It was becoming dark when the pine forests and sand wastes of the Landes gave place to the rim of Biscay surf. In accordance with custom we rapidly began to descend and were soon coursing over the billows at a height of some 200 feet. It was one of those evenings which ordinarily favour melancholy and lassitude. Above us stretched inky layers of stratus or "fall" cloud, wrought of mists driven from the upper regions by the chills that hurried after the setting sun. The wind blew in gusts and preyed vampire-like on our energies-an electric tension of the atmosphere was becoming unmistakably manifest. Clouds were rising smoke-like from the ocean rim and mingling with the flatter masses overhead, and even as I gazed the waves seemed to flash whiter and whiter through the veil of the nether darkness. I was standing on the upper deck deck debating social problems with Brandt, greatly to the enjoyment of three of the crew who watched the contest. Some few yards in front of us the platform tapered off to a point at the convergence of the bow railings, and directly in front of this the hull sloped downwards and outwards to form the projecting ram. At the extremity of this, with crest barely visible from the

spot where my listeners were reclining, rose the conning tower like a horn on the snout of a rhinoceros. Amidships and astern hummed the forest of stays and props which hung us to the aeroplane, clustering thick over the rounded boss of the citadel now half shrouded in gloom. It was a scene to inspire the painter-this weird vessel and its weirder crew borne along between an angry welkin and the riotous surges of the ocean.

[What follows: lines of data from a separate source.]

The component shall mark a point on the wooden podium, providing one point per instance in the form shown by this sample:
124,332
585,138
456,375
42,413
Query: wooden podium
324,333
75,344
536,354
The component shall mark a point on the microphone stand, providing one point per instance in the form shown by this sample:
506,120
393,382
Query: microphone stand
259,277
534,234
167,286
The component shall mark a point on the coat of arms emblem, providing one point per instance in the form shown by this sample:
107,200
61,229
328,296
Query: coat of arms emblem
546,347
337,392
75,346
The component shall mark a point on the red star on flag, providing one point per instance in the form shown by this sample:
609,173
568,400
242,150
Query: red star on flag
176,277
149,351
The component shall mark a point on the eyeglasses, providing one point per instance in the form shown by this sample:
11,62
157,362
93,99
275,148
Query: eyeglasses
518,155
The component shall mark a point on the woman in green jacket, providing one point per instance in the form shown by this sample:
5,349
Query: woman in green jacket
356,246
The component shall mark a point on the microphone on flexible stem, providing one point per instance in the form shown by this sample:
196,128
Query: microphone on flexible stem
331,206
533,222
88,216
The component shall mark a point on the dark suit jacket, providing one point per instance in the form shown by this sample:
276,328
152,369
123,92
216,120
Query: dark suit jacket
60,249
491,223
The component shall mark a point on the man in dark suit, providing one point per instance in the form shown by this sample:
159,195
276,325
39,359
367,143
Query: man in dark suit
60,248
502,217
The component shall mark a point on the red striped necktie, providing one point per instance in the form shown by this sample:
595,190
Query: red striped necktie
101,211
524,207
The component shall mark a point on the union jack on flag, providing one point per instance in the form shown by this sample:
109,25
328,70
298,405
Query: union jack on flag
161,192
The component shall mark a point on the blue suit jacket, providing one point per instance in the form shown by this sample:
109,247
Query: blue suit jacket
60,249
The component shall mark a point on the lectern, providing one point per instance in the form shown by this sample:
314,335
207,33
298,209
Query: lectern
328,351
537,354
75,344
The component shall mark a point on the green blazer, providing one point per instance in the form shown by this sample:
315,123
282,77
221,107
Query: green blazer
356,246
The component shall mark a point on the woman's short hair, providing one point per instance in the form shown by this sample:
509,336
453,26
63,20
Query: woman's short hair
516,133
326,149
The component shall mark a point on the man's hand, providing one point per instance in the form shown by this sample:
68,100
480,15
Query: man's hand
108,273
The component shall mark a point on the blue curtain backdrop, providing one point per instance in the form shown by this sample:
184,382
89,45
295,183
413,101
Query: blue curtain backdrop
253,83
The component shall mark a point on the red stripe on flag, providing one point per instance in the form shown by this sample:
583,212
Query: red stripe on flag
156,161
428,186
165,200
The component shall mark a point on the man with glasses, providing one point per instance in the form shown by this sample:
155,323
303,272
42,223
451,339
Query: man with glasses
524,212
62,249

"Violent diseases often demand violent remedies," said Brandt, as he developed his favourite topic. "The surgeon may be gentle at heart, but he spares not the gangrenous limb. In modern times he has anæsthetics to soothe his patient, but did he shrink from his task when such artifices as these were unknown? Regard us anarchists as excising the foul ulcers of Humanity and as forced to perform that duty with no anæsthetics to aid us. Could we throw all London, all Paris, all Berlin, into a trance, how painless would be our surgery! But, unhappily, we have to confront struggling patients vividly sensitive to the knife. Nevertheless, for their own sakes, or rather the sake of Humanity, we must cut."

"But you overlook one important contrast. The surgeon lops off a limb or roots up an ulcer to save his patient's life or better his health. But you attack civilisation not to reform it but to annihilate it."

"That is true, but civilisation-your industrial civilisation-what is it? Not a system to be identified with the cause of human welfare and hence worth preserving in some form or other at all costs, but a mere vicious outgrowth prejudicial to that welfare as we conceive it. The test of the worth of a civilisation is its power to minister to human happiness. Judged by this standard your civilisation has proved a failure. Mankind rushed to her embraces in hope, fought its way thither through long and weary centuries, and has for a reward the sneers of a mistress as exacting as she is icy.

"The third day comes, a frost, a killing frost."

During the delivery of this harangue the wind had been steadily rising and it now began to shriek through the stays'in a fashion positively alarming. Foregoing further parley, I bent over the railing and strove to catch a glimpse of the angry sea-horses beneath us. But it was by this time too dark for the non-feline eye.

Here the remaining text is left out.